Wir merken: Jesus starb nicht infolge der Gewalt, die man ihm angetan hatte,
oder weil er am Kreuz gequält wurde. Jesus starb nicht, weil die Römer ihn da
dran genagelt hatten, oder weil Pilatus den Befehl dazu gegeben hatte. Nein, an
diesem Aufschrei Jesu wird deutlich: Er gibt selbst sein Leben auf! Er selbst
befiehlt seinem himmlischen Vater seine Seele und seinen Geist. Jesus stirbt
nicht, weil man ihm das Leben nimmt, sondern weil er selbst es gibt. Er gibt
Gott, dem Vater, ein Opfer, sich selbst als Opfer: Für Dich und für mich. Zur
Bezahlung unserer Sündenschuld. Unter dem Kreuz, angesichts eines Erdbebens
und anderer Phänomene, die auf Jesu Sterben folgen, sind es die Fremden, der
römische Hauptmann und die heidnischen Soldaten, die als erste eine Ahnung
davon bekommen, was gerade auf Golgatha geschehen ist. Sie sind ihrer Zeit
damit voraus. Dass der Gekreuzigte Gottes Sohn nicht nur war, sondern dass er
als der Auferstandene immer noch Gottes Sohn ist, können sie am Karfreitag
noch nicht wissen. Vielleicht zeigt sich hier gar eine besondere Bereitschaft zu
glauben, was eigentlich erst am Ostermorgen geglaubt werden kann. Hier erst
wurde die Finsternis wirklich wieder hell, überstrahlt vom Licht des
Ostermorgens, das sich bis in den Himmel erstreckt. Erst in und von diesem
Licht wird das Kreuz so beleuchtet, dass es zum Zeichen der Erlösung wird.

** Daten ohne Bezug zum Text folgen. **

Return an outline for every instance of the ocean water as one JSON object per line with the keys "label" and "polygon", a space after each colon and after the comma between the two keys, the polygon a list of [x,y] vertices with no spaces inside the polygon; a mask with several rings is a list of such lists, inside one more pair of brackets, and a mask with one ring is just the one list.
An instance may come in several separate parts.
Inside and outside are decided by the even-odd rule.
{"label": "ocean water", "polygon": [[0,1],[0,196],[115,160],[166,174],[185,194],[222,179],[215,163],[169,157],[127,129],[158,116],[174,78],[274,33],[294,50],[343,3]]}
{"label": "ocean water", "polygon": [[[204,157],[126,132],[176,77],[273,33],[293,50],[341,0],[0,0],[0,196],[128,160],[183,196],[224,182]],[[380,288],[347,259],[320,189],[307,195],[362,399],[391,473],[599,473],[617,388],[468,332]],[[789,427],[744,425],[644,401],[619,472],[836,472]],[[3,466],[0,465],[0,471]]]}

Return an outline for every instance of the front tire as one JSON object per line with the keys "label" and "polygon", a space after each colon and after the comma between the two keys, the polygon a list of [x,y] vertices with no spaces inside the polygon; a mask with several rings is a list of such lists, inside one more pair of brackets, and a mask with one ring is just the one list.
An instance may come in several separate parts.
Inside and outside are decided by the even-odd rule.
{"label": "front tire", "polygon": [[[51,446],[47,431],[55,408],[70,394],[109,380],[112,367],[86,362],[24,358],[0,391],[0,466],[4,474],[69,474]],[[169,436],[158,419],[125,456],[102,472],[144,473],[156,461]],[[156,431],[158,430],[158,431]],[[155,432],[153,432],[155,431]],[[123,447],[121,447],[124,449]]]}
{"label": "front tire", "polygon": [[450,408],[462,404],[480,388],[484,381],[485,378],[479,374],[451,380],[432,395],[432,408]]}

„Wohl dem, der nicht wandelt im Rat der Gottlosen / noch tritt auf den Weg der
Sünder noch sitzt, wo die Spötter sitzen,...“ (Ps 1,1). Der Spott über Jesus und
seinen himmlischen Vater ist schon alt. Das Kreuz selbst scheint Gott zu
verspotten: „Das Wort vom Kreuz ist eine Torheit denen, die verloren werden; uns
aber, die wir selig werden, ist’s eine Gotteskraft“ schreibt Paulus an die Korinther.
Ein Gottessohn am Kreuz ist in den Augen der Welt selbst eine Karikatur. Nur
dass es am Kreuz nicht um Gottes Anspruch geht, sondern um menschliche
Vorstellungen von Gott. Am Kreuz zeigt sich, dass es diese Vorstellungen von
Gott und Gottes Wirklichkeit sind, die auseinander klaffen.
Ganz anders der Hauptmann: Nicht an seiner Rede erkennt er ihn, nicht an
seinen Wundern und nicht erst bei seiner Auferstehung. Sondern hier mitten im
Abgrund des Todes. Den andern hat's die Sprache verschlagen. Genau hier
zwischen Karfreitag und Ostern spricht er ein Wort von Weltbedeutung. Sein
Glaube ist zu unserer Gewissheit geworden und hält damit Ostern und
Karfreitag zusammen. Jesus lebt und ist erfahrbar. Bis heute. Von Dir und von
mir gleichermaßen: Sprich mit ihm darüber im Gebet!